2021–2022 Language Movement in Jharkhand is a language movement organized on 2021 in Jharkhand, which is still going on in 2022. The people's demand was expressed to protect the local language and to prevent the aggression of other languages on the local language. Local language rights activists in Dhanbad and Bokaro protested against the inclusion of Bhojpuri, Magahi and Maithili languages in the state government's list of regional languages for Dhanbad and Bokaro, and launched a series of movements under the banner of Jharkhandi Bhasa Bachao Sangharsh Samiti. On 30 January 2022, Local language right activists making a 50- km long human chain from Telmachcho to Chandankiyari in Bokaro with intensely protests. The voice of the protesters on that day was "Bahari Bhasa Nei Chalto", means outsiders' languages will not work.
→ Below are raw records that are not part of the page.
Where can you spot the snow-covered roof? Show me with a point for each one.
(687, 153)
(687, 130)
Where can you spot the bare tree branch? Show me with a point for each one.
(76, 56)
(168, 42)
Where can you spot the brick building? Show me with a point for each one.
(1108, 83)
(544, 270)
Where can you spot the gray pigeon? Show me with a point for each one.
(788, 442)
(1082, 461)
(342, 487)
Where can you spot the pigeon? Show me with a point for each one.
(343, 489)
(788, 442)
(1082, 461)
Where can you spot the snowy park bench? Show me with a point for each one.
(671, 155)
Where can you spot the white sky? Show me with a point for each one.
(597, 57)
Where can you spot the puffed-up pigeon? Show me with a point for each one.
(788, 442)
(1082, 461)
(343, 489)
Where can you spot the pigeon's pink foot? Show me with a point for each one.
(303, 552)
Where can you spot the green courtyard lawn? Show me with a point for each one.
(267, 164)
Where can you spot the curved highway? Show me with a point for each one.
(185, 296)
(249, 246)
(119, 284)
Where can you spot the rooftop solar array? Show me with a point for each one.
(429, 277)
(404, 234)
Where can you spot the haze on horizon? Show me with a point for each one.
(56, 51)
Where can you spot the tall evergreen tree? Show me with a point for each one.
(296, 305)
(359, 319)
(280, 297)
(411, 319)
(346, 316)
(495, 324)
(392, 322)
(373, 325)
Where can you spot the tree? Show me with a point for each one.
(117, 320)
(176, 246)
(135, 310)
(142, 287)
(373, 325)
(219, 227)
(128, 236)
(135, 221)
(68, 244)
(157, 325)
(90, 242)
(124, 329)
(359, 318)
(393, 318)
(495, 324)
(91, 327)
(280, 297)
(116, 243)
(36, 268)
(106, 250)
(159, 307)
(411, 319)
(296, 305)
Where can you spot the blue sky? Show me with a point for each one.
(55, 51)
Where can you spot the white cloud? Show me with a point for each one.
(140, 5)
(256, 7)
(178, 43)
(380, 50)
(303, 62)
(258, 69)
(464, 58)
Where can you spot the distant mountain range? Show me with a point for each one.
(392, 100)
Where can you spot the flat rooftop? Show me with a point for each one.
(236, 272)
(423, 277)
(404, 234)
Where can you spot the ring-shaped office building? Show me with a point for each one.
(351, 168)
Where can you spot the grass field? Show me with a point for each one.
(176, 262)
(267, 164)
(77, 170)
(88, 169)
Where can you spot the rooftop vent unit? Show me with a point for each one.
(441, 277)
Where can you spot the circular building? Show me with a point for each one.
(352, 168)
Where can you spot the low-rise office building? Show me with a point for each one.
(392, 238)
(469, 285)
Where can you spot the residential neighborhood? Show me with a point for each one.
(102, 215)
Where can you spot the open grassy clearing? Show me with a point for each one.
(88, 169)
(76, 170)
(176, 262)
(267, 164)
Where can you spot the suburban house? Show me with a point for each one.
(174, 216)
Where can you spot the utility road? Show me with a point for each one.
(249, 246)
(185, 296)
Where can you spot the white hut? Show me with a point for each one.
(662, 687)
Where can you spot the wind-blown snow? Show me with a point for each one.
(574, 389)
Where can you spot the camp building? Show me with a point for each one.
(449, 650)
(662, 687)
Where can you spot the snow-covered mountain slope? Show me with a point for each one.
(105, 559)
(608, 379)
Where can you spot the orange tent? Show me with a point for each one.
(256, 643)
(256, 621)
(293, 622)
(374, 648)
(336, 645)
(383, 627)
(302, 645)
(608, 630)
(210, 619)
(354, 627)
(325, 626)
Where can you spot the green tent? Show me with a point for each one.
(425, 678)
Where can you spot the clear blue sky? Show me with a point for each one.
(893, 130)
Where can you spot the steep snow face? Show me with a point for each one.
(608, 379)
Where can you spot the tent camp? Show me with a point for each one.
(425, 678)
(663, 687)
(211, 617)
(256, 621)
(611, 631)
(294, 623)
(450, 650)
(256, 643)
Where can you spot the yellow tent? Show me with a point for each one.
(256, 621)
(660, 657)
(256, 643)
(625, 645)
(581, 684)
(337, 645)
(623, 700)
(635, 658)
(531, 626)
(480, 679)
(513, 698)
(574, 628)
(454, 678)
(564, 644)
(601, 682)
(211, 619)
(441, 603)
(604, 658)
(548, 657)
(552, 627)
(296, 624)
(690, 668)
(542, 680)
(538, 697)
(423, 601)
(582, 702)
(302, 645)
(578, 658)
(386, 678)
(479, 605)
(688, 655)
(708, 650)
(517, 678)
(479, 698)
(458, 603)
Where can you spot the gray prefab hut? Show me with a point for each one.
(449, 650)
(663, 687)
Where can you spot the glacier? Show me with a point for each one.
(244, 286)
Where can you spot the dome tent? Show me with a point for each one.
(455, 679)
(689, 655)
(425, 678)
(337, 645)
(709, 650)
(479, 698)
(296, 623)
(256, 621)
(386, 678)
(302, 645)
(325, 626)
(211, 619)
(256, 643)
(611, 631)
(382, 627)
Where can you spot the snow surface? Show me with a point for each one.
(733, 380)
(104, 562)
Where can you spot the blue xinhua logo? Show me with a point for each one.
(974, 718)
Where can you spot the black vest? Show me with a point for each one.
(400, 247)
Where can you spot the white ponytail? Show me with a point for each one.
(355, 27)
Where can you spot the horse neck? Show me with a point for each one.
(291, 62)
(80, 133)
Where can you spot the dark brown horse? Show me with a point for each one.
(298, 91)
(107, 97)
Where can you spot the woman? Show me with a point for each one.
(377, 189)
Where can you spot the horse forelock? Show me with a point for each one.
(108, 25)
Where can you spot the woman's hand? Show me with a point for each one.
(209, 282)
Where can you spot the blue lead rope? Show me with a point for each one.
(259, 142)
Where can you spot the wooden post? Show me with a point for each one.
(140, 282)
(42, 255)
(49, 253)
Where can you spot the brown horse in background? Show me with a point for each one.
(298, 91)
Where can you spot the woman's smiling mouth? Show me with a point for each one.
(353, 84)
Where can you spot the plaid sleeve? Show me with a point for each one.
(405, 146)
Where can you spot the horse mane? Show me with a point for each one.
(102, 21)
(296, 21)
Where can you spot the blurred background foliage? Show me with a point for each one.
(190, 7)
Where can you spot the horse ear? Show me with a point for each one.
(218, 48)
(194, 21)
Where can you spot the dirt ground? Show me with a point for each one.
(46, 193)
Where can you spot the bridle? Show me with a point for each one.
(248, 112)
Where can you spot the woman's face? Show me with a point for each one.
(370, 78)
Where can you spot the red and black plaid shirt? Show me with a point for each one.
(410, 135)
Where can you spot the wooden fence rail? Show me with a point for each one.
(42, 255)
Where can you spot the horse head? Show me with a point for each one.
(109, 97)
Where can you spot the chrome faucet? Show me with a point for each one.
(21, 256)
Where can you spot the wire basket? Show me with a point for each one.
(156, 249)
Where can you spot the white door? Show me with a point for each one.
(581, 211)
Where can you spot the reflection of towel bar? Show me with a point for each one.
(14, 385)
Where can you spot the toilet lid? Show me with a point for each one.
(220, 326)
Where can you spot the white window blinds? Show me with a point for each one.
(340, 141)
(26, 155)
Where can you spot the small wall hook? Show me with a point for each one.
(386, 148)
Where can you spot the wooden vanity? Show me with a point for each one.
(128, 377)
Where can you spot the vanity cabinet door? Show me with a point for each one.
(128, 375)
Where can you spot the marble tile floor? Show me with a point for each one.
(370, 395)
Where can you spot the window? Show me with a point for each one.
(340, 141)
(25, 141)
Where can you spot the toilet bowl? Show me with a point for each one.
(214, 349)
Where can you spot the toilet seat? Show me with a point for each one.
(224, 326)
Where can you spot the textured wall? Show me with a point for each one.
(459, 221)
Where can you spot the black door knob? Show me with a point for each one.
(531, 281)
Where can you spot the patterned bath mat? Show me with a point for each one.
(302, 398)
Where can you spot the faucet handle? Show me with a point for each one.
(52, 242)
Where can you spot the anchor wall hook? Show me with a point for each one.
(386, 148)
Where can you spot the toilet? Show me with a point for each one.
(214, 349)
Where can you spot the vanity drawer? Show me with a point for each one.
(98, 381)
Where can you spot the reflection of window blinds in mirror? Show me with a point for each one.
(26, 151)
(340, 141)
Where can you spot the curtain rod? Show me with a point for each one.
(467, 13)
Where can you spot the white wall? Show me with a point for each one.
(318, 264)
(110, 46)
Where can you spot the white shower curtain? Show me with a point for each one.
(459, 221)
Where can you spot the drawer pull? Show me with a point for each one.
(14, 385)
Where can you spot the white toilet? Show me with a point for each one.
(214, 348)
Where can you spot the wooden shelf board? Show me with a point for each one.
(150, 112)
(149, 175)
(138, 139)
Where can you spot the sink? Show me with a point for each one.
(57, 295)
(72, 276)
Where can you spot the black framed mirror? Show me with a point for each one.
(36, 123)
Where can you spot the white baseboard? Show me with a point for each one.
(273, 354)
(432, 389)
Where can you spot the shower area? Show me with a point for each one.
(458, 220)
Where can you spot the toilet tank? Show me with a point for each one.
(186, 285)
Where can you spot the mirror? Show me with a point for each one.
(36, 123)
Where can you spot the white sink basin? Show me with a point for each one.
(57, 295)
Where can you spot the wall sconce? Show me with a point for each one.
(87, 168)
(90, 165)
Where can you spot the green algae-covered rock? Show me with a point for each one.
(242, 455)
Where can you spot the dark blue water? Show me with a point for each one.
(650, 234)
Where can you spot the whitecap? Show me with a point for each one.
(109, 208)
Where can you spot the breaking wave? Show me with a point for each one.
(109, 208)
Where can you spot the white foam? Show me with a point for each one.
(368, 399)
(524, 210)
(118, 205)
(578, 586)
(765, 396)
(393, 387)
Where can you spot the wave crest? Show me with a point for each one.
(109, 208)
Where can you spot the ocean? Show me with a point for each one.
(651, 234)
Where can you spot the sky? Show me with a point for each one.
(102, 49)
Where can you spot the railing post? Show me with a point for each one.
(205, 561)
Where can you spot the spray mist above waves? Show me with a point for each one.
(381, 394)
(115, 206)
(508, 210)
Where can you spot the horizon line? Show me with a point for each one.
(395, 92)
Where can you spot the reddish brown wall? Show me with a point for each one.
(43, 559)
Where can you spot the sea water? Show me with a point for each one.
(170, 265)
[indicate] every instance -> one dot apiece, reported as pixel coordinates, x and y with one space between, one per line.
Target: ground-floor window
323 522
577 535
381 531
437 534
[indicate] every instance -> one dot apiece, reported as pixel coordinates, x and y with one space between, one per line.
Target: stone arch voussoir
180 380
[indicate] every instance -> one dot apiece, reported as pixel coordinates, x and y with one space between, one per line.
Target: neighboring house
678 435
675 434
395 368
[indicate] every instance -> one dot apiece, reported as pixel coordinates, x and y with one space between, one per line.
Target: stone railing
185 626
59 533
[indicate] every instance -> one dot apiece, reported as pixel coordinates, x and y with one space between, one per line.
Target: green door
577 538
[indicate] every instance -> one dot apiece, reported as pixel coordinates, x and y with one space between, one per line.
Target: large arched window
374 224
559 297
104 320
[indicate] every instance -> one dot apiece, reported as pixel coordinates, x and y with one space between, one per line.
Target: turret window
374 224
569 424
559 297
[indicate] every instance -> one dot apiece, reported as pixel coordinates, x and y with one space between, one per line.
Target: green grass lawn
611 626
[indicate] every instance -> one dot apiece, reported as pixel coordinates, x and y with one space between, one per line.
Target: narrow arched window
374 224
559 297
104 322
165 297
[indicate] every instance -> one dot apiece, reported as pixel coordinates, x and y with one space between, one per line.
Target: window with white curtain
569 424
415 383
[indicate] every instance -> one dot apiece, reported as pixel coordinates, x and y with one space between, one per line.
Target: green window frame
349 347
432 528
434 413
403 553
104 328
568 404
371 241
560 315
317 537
About five kilometer long torch procession was taken out under the banner of Jharkhand Bhasha Sangharsh Samiti, Nawadih on Tuesday to protest against making Bhojpuri and Magahi languages as regional languages in Dhanbad-Bokaro. About two thousand youths involved in this raised slogans against the government with torches in their hands. Nawadih Deputy Chief Vishwanath Mahato said that in any case the encroachment of language will not be accepted. Hemant government, who talks about the soil, is tampering with its culture, language and identity, which will not be tolerated. Protest foot march will be taken out in Nawadih on Wednesday. Bokaro district general secretary of Mukhiya Sangh, Gaurishankar Mahto said that Jharkhand has been found after a long fight. Under no circumstances will the identity of Jharkhand be allowed to be played with.